Published in New York Spirit
My childhood hopped in my grandparents’ garden. The entry gate of the house was arched with fragrant white jasmine and pink Rangoon creeper flowers that curtained half of the outer wall. It was an identity for the house as there were no assigned numbers on that small street comprising of fifteen houses at that time. “That flower vine house”.
The small flowerbed inside had flowers, herbs, succulents and vegetables as per the season. In spring, it was full of colorful flowers that had the power to mesmerize anyone who saw it. There was a guava tree, Poinciana tree and a red hibiscus tree. I adored the hibiscus tree. So did the squirrels, bees, hornets, hummingbirds, sparrows and butterflies. I played games around him, talked to him and adorned him with lights on Diwali. He was the best friend amongst other plant friends. I used to pretend as a teacher to all these trees and plants in my make-believe world. They used to listen to my whispers and respond with the symphony of wind.
One day a woodcutter came to chop down the Poinciana tree. I don’t remember the reason why it was cut down but I remember that I cried and resisted. I held onto hibiscus tree. Told him not to worry and that it won’t ever happen with him.

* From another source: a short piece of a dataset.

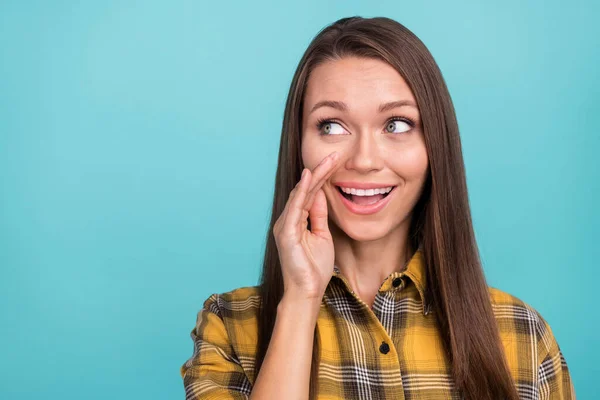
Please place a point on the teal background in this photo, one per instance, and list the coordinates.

Years went by and I left the home for studies and job. The visits to the house got restricted to 4-6 days a month. I was not a teacher now but a silent gazer at the beauty of the garden while sipping tea. It was pure bliss. Few plants changed. The reconstruction took away the arched flower climbers- the identity became a house number now. But my hibiscus was as beautiful as before. We chatted telepathically now.
This time when I went, I was shaken to see the state of the hibiscus tree. It had contracted an unknown disease that was consuming the whole tree slowly. My grandparents were trying to save it and hence, apart from the spray of organic insecticide, the whole tree was trimmed down so that new leaves could sprout and give a new life. Yet, the white pests were not leaving it.
The tree must be probably 40 years old. I stood gazing at my friend and told him he won’t die. There is still energy left within him and I know he will fight and survive. He is still undergoing treatments, trying to stand back up. I know he will.
Before I saw the state of the hibiscus tree, I never looked back and realize how rooted I was with all these plants. I knew I loved being in nature but I did not know that my heart will cry seeing them suffer. I did not know that this affinity was not natural for people around me.
Trees are healers. Trees are worshipped in Indian cultures because the ancestors were aware of the energies they bring to us. Shinrin-yoku or forest-bathing is popular in Japan from the 80s. All this way before the revolution came across in the field of science to understand and concur that plants can sense, learn, remember and much more. They share nutrients and water through their underground fungal networks. They communicate with each other by sending distress signals to each other. There is a whole wood wide web in the forests! Peter Wohlleben, once a tree feller, resigned and wrote a book, ‘The Hidden Life of Trees’. It has interesting discoveries about the behavior of trees and is a bestseller now.
Nature has ways that are unseen to the shallow eyes of humans. Once you connect, you will feel the energy. There is unspoken wisdom that comes. You will cherish the solitude, you will know the sound of silence and ways of this planet. Our body is made up of panch-bhuta – five elements of nature – air, water, soil, fire and ether. Disconnect from nature makes us ill- mentally, physically and spiritually.
Destroying forests is equal to axing the branch we are sitting on. Pollution is already making it a gas chamber for us. We will perish if we don’t mend our ways. Nature? It will find its way once the destroyers are destroyed.
Diminution of empathy, the disconnect with nature, greed and short-sightedness is what is causing this catastrophe. The bond has to be refurbished. There is a need for inculcating the values of empathy, interconnectedness and love for nature from the very beginning so that the kids grow up to be responsible and compassionate adults. As adults, we need to be in constant touch of love showered by nature.
Make it a habit to spend some time tending your plants and a daily nature walk. The serenity nature brings to a mind bubbling up with chaotic life is miraculous. Hug a tree. Be one with nature. You are it!
May we all see the connect of nature with us!